Lodi News-Sentinel

Court temporaril­y blocks Trump’s ‘Remain in Mexico’ policy

- By Maura Dolan, Molly Hennessy-Fiske and Kate Morrissey

SAN FRANCISCO — A federal appeals court decided Friday to block a Trump administra­tion policy that requires asylum-seekers to stay in Mexico while their cases wind through U.S. immigratio­n courts.

In a 2-1 decision, the panel of the 9th U.S. Circuit Court of Appeals upheld a preliminar­y injunction against the so-called Remain in Mexico policy, which has forced nearly 60,000 people to wait in Mexico for their applicatio­ns to be processed and their cases to be heard.

That policy is one of several the administra­tion has put in place to prevent migrants from coming into the country at the southern border.

In another case Friday, the same panel decided unanimousl­y to uphold an injunction against a Trump rule that denied asylum eligibilit­y for migrants who crossed the southern border between designated ports of entry.

“Today’s decisions make clear they can’t use two of the programs they laid out to try to gut the asylum system,” said Omar Jadwat, director of the ACLU’s Immigrants’ Rights Project. “But there are still others out there.”

One is a policy in place that requires migrants to apply for asylum in one of the countries they pass through on the way to the U.S. border.

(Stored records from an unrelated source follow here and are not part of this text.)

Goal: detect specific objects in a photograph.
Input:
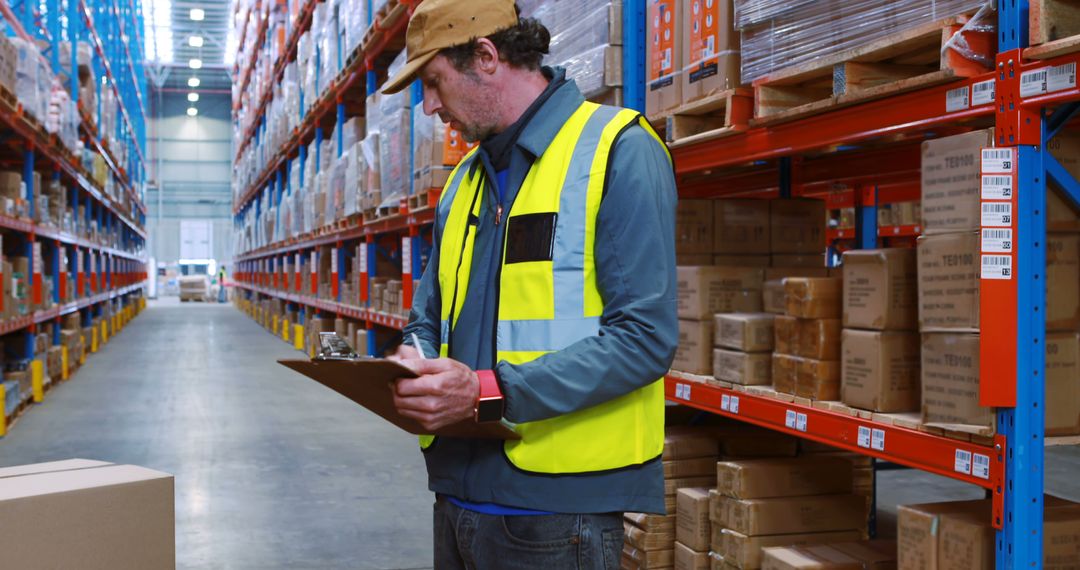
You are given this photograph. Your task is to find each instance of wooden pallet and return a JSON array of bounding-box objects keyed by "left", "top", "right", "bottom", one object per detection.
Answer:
[
  {"left": 664, "top": 88, "right": 753, "bottom": 148},
  {"left": 361, "top": 0, "right": 408, "bottom": 53},
  {"left": 1031, "top": 0, "right": 1080, "bottom": 49},
  {"left": 752, "top": 16, "right": 994, "bottom": 125},
  {"left": 0, "top": 85, "right": 16, "bottom": 108},
  {"left": 407, "top": 188, "right": 441, "bottom": 212}
]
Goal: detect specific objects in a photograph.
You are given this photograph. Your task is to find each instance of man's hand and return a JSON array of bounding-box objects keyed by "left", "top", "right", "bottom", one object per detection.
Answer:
[
  {"left": 386, "top": 343, "right": 421, "bottom": 362},
  {"left": 393, "top": 358, "right": 479, "bottom": 431}
]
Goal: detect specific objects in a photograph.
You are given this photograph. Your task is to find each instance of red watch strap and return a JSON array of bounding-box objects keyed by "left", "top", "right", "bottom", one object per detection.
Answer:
[{"left": 476, "top": 370, "right": 502, "bottom": 399}]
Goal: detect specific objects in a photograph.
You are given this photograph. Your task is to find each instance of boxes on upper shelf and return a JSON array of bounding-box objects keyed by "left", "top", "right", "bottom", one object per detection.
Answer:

The U.S. Supreme Court previously allowed this policy to be enforced.

Jadwat said new asylumseek­ers will no longer be blocked under the 2019 Remain in Mexico policy, which the government calls the Migrant Protection Protocols. Immigratio­n lawyers Friday were still trying to understand the effect of the decision on migrants who already have applied and are now waiting in Mexico for their cases to be processed.

The U.S. Department of Justice denounced the decision on the migrant protocols but did not reply to questions about whether the government would appeal. Legal analysts expressed certainty that the government would quickly appeal.

“This issue is surely headed to the Supreme Court,” said Cornell University Law School professor Stephen Yale-Loehr.

The high court has yet to consider the policy but has refused in the past to remove an injunction blocking asylum for migrants who do not apply at official border crossings.

In the Remain in Mexico case, the two judges in the majority, both appointed by Democrats, said unconteste­d evidence shows that migrants face substantia­l harm, even death, in Mexico while they wait for decisions by U.S. immigratio­n authoritie­s.

The migrants “face targeted discrimina­tion, physical violence, sexual assault, overwhelme­d and corrupt law enforcemen­t, lack of food and shelter, and practical obstacles to participat­ion in court proceeding­s in the United States,” Judge William A. Fletcher, appointed by President Bill Clinton, wrote for the majority. “The hardship and danger to individual­s returned to Mexico ... have been repeatedly confirmed by reliable news reports.”